Heaven Sent Food and Fiber utilizes numerous markets when selling their specialized products

Paul and Colleen Thornton together with their partners Carl and Sue Riccelli farm the acreage whose produce and product line are quickly becoming the hallmark of sustainable family farming, providing multiple products available from their website, at the Cherry Street Farmers Market in Tulsa, Okla., as well as the Farmers Market in Tahlequah, Okla., and via the Oklahoma Food Coop.
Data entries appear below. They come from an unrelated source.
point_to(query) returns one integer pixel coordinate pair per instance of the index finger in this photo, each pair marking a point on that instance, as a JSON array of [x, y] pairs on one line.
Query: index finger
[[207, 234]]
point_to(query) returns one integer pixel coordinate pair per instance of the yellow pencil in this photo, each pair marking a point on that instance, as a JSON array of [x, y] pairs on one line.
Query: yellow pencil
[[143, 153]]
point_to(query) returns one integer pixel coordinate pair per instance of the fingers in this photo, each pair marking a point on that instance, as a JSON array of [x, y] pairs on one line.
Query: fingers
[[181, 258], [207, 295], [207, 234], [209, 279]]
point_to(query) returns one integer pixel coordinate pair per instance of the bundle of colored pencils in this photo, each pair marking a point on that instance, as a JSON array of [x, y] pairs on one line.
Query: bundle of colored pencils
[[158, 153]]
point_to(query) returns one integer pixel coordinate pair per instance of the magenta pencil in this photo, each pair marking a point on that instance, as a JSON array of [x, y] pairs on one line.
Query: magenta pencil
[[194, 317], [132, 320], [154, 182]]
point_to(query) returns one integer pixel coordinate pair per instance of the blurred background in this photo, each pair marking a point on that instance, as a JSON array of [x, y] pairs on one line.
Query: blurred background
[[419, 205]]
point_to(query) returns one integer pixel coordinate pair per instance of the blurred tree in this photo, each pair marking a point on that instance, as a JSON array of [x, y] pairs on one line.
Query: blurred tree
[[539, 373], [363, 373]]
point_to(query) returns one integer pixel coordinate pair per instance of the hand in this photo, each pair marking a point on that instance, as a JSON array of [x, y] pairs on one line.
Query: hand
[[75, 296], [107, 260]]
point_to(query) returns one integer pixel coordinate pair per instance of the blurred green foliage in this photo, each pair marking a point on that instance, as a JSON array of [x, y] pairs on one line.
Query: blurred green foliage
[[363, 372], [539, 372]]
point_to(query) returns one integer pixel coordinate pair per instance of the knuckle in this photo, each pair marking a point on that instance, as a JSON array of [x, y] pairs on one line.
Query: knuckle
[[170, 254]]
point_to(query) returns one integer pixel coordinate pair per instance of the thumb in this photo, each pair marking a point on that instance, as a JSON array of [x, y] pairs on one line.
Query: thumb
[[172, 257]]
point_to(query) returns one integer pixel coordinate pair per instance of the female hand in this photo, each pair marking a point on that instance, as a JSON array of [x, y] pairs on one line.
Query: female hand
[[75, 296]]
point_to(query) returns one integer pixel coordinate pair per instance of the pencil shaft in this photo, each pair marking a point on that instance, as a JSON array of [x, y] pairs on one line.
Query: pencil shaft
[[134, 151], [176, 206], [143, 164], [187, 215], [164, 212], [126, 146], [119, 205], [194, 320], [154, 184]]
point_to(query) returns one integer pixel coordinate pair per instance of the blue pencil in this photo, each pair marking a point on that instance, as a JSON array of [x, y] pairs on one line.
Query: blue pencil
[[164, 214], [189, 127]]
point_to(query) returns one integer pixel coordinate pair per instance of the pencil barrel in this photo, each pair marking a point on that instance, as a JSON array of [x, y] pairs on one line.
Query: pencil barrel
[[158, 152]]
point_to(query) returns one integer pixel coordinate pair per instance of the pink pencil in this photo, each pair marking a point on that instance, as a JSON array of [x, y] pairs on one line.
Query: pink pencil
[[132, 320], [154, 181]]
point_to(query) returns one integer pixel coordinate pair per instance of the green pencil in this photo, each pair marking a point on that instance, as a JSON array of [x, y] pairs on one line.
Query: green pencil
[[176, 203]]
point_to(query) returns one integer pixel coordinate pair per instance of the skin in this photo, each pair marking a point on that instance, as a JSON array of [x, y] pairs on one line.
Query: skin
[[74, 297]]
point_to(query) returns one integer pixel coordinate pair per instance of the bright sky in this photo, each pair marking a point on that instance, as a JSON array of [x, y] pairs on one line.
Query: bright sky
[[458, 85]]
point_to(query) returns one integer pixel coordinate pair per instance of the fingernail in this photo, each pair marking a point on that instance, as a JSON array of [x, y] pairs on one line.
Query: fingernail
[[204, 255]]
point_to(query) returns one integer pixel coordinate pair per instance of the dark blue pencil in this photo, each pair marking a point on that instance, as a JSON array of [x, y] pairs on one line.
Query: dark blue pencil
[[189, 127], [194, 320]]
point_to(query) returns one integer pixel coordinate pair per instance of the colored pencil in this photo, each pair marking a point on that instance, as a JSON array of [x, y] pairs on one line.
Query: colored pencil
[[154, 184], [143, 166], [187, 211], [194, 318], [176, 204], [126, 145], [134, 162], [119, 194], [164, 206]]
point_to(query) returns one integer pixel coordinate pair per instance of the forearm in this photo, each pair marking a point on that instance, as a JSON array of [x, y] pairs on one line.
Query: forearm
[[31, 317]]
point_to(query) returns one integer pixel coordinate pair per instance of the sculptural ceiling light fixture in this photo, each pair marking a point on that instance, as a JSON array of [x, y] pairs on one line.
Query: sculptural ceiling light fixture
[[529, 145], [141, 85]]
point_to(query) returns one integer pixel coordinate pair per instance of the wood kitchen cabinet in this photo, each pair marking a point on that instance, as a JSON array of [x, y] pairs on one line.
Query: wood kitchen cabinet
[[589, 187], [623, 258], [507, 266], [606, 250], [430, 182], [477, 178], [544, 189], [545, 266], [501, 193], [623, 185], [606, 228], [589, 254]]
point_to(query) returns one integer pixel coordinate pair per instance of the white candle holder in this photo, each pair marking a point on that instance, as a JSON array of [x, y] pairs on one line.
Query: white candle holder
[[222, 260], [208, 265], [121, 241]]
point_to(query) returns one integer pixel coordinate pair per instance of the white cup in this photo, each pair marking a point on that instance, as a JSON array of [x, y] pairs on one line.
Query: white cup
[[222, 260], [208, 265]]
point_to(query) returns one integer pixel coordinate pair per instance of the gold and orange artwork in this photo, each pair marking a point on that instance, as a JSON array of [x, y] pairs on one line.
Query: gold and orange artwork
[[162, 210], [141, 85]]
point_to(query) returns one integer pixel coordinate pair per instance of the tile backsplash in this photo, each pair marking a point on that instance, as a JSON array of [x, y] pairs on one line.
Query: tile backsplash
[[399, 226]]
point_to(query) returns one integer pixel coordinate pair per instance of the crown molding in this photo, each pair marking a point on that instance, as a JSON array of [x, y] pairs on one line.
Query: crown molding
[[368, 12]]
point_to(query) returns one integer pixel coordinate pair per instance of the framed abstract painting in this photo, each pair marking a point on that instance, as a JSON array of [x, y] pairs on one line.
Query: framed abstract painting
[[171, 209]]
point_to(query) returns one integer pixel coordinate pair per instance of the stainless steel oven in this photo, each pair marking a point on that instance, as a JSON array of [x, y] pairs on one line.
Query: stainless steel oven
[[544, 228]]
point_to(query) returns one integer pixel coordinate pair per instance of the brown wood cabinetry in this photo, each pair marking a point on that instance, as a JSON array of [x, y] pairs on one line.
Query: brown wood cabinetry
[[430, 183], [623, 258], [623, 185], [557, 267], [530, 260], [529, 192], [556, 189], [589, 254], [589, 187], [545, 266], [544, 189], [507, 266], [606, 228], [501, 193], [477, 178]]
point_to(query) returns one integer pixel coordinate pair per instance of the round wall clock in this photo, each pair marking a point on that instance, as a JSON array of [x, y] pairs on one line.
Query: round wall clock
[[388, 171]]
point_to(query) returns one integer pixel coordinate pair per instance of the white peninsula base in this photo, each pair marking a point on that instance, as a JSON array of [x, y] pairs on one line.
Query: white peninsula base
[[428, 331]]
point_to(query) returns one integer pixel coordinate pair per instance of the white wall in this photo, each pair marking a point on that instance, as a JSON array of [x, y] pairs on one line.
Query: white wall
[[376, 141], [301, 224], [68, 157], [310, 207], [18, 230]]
The farm is halfway between Tahlequah and the Arkansas border. The 60 acres has been in production since just after the Cherokee Trail of Tears. The land was, in Colleen’s words, ‘played out.’ Bringing back the land using compost and sustainable practices is essential, and is monitored by twice a year soil testing.
The original acreage had four ponds, five more have been created, not deep enough to fish, but deep enough at 6 feet to hold water as catchments against the persistent drought.
Production beehives yield honey for sale and honey for use in creating their handcrafted goat milk and honey soaps. All the animals are handled with as little stress as possible, as stressed animals do not produce the quality product the Thorntons are looking for.
A few yards from the beehives, alpaca gather under the trees. Once a year they will be sheared, by a professional (again to minimize trauma) and their wool will contribute to the farm’s yarn revenue.
As a dietician, holding an MBA in finance, Colleen has developed product lines to fill thoughtfully researched niche markets.
The herd of Merino sheep, wearing jackets to protect their $25 a pound wool, produce a thick lanolin rich wool that will be hand carded, hand spun and hand dyed before being offered for sale in an upscale shop, at market or on the web.
The playful, heat resistant Nubian goats generate milk to blend with the hive’s honey and produce a specialty line of soaps marketed with the farm’s name and a portrait of their favorite Nubian on the box. The fine milled soap is marketed through their website, at farmer’s markets and co-ops as well as being made available through SUPERCUTS and Fresh Markets.
Meeting the market request for young pigs, meat animals are bred from the farm’s Hampshire boar, Arnie. Arnie’s excellent confirmation means his offspring are sold before they hit the ground. It also means he is in sufficient demand as a sire to look forward to AI sales to augment income. The Thorntons keep Arnie in an acre paddock, reducing the stress that could make the 600 plus animal dangerous to handle.
In a far pasture, a Jersey tends her calf – her butter rich milk is at times offered as raw milk sold only off the farm, due to milk laws. In the immediate future, plans are being made to grow feed for the herd animals to promote the farm’s self-sufficiency and reduce dependence on possible imports of round bales.
But what the public sees visiting the Farmers Market are vegetables grown from heirloom seeds. Seedlings sprout under grow lamps in the house, then the seedlings are moved to one of the small hoop houses heavily tarped to minimize heat loss. There the transplants grow in vigorous green rows on fish emulsion added to the watering system. Market vegetables grown in plots, thrive in single long rows under plastic to conserve water and minimize the difficult and labor intensive weeding that goes along with any garden. The plastic cannot be reused. But the plastic warms the soil, and brings produce early to the market. An easy gauge to their success in reclaiming the worn out land is the 1,000 percent increase in earth worm population – who continue to churn the soil and increase permeability.
Inside the house, Sue Riccelli, a quiet shy woman warmed up on the subject of hand dying. The hand carded, hand spun wool is dyed in small lots to earth warm colors ranging from Raspberry Beret to muted oranges, bronze and the astonishing Chameleon which appears different colors in different light.
Animal populations on the farm complement each other: guinea fowl reduce tick populations, a large flock of chickens free-range producing both eggs and meat for the table.